Milton Township is a township in Dodge County, Minnesota, United States. The population was 692 at the 2000 census.

Milton Township was organized in 1858.

==Geography==
According to the United States Census Bureau, the township has a total area of 36.0 square miles (93.4 km^{2}), of which 36.0 square miles (93.2 km^{2}) is land and 0.1 square mile (0.1 km^{2}) (0.14%) is water.

==Demographics==
As of the census of 2000, there were 692 people, 246 households, and 196 families residing in the township. The population density was 19.2 people per square mile (7.4/km^{2}). There were 254 housing units at an average density of 7.1/sq mi (2.7/km^{2}). The racial makeup of the township was 96.97% White, 0.58% Asian, 2.17% from other races, and 0.29% from two or more races. Hispanic or Latino of any race were 2.31% of the population.

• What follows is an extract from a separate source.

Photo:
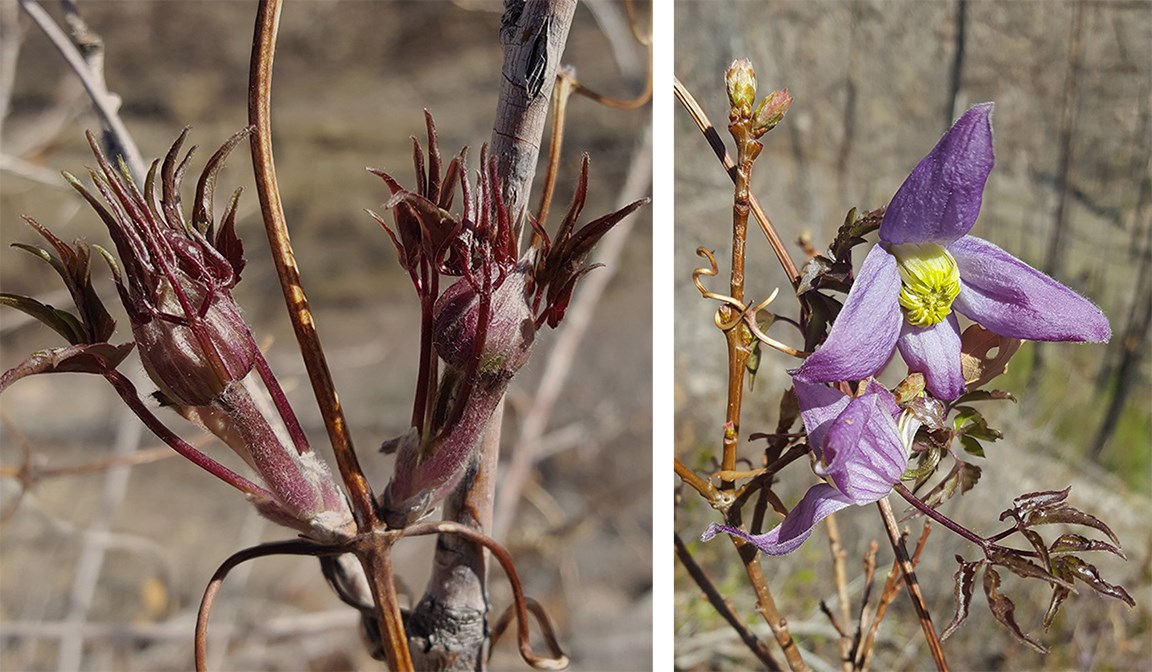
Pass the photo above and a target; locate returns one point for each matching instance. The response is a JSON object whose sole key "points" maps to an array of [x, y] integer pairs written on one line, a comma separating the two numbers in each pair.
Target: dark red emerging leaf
{"points": [[1069, 543], [91, 324]]}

There were 246 households, out of which 38.2% had children under the age of 18 living with them, 72.0% were married couples living together, 3.7% had a female householder with no husband present, and 20.3% were non-families. 16.7% of all households were made up of individuals, and 6.5% had someone living alone who was 65 years of age or older. The average household size was 2.81 and the average family size was 3.17.

In the township the population was spread out, with 28.9% under the age of 18, 8.8% from 18 to 24, 27.0% from 25 to 44, 25.7% from 45 to 64, and 9.5% who were 65 years of age or older. The median age was 38 years. For every 100 females, there were 104.1 males. For every 100 females age 18 and over, there were 109.4 males.

The median income for a household in the township was $50,000, and the median income for a family was $53,611. Males had a median income of $33,250 versus $25,865 for females. The per capita income for the township was $20,209. About 6.2% of families and 7.9% of the population were below the poverty line, including 7.4% of those under age 18 and 4.8% of those age 65 or over.